A novel low-temperature chlorination roasting technology for simultaneous recovery of valuable metals from spent LiCoO2 cathode material

With the continuous rise of the disposal volume for spent lithium-ion batteries (LIBs), properly recycling spent LIBs has become essential for advancing the circular economy. This study presents a systematic analysis of the chlorination-roasting kinetics and proposes a new two-step chlorination-roasting process for recycling lithium-ion battery cathode materials, integrating thermodynamics. The activation energy for the chloride reaction was determined to be 88.41 kJ/mol based on TG-DTG data using model-free, model-fitting, and Z(α) functions. The results indicated that the reaction was dominated by the First order (F1) model when the conversion rate was below 0.5 and shifted the Second order (F2) model when the conversion rate exceeded 0.5. The effects of roasting temperature, roasting time, and the mass ratio of NH4Cl to LiCoO2 were thoroughly investigated to determine the optimal conditions. Under the optimal parameters of 400°C for 20 minutes with a mass ratio of 3:1 for NH4Cl and LiCoO2, the leaching efficiency of Li and Co reached 99.43% and 99.05%, respectively.

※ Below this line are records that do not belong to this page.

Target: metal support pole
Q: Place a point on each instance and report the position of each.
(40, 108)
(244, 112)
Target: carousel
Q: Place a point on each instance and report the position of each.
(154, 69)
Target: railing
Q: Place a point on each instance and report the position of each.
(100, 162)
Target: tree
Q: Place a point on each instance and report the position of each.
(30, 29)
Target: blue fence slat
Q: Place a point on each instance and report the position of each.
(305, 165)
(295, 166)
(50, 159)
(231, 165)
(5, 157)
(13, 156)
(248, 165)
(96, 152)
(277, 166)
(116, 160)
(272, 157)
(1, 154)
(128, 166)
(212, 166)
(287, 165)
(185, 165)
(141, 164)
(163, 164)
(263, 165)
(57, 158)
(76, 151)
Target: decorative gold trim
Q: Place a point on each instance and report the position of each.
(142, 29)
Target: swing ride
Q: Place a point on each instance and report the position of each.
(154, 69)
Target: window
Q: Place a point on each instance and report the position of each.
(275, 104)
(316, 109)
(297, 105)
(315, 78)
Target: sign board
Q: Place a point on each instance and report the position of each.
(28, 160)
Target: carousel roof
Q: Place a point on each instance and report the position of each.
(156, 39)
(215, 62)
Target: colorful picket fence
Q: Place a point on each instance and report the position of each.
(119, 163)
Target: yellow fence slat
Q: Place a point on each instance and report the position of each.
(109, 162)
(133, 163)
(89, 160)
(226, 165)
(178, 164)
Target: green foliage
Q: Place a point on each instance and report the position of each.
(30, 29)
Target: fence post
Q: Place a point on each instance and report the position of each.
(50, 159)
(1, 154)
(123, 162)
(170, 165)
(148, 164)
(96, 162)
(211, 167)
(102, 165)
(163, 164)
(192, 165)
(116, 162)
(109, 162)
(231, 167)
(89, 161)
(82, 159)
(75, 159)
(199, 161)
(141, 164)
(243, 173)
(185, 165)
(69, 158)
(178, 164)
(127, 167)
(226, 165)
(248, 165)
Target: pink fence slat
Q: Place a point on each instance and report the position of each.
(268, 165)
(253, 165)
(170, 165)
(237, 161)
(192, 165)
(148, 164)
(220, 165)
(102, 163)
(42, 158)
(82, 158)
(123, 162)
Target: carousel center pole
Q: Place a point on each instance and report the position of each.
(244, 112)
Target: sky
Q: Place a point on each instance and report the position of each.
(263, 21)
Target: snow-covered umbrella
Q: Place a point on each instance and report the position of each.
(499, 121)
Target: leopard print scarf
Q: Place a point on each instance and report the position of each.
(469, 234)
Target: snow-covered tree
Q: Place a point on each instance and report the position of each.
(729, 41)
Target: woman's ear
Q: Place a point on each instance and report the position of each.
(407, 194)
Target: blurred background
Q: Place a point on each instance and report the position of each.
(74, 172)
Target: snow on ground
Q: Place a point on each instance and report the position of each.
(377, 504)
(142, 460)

Analysis of the roasted products revealed that valuable metals in LiCoO2 transformed into CoCl2 and LiCl. Furthermore, to elucidate the reaction mechanism, providing insights into establishing a novel low-temperature chlorination roasting technology based on a crystal structure perspective. This technology can potentially guide the development of low-energy consumption, low-secondary pollution, high-recovery efficiency, and high-added value processes for LIB recycling.